Ewa Krawczyk: Zaskakujące, jak mieszka po śmierci Krzysztofa Krawczyka
Ewa i Krzysztof Krawczykowie byli zgodnym i kochającym się małżeństwem, a żona piosenkarza bardzo przeżyła jego odejście. Jak się okazuje, w szafach wciąż wiszą jego ubrania, a na półce leżą niedokończone książki. Ale to nie wszystko...
Od śmierci Krzysztofa Krawczyka minęło już prawie pół roku. Śmierć artysty dotkliwie przeżyła jego żona, Ewa Krawczyk, która do dziś trzyma w mieszkaniu jego rzeczy, jakby cały czas był obecny.

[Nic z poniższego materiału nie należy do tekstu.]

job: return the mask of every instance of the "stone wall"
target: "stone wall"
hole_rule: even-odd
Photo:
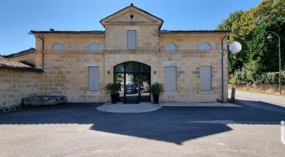
[[[37,95],[42,73],[0,68],[0,107],[21,104],[25,97]]]
[[[45,51],[44,53],[44,72],[39,85],[41,95],[66,95],[67,102],[104,102],[103,53],[88,51]],[[38,57],[41,57],[39,54]],[[100,68],[98,91],[88,90],[88,66]]]

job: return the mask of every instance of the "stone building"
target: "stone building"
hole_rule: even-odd
[[[35,50],[2,59],[30,68],[2,64],[0,105],[35,95],[109,102],[104,86],[114,82],[125,103],[150,102],[154,82],[165,86],[160,102],[228,98],[228,32],[160,30],[163,19],[132,4],[100,22],[105,30],[31,30]]]

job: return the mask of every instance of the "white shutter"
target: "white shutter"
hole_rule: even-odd
[[[211,66],[200,66],[200,91],[212,90]]]
[[[177,91],[177,74],[176,66],[165,67],[165,91]]]
[[[128,49],[135,50],[136,47],[136,31],[128,30]]]
[[[99,87],[99,67],[88,67],[88,89],[90,91],[98,91]]]

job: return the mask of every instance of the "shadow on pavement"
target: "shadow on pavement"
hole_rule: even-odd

"Super Express" odwiedził wdowę po piosenkarzu w jej mieszkaniu, które dzieliła z mężem.
Z relacji tabloidu wynika, że wszystkie rzeczy, jakie po sobie pozostawił, leżą na swoich miejscach.
Ewa Krawczyk wyjawiła, dlaczego nie chce się pozbyć nie tylko pamiątek, ale także rzeczy codziennego użytku swojego zmarłego męża.
Co więcej, w domu Krawczyków na ścianach są porozwieszane jego zdjęcia, a także pamiątki w postaci nagród czy złotych płyt.
Ewa Krawczyk wyjawiła, że kiedy wychodzi z cmentarza, to żegna się z mężem, mówiąc mu "do zobaczenia w domu".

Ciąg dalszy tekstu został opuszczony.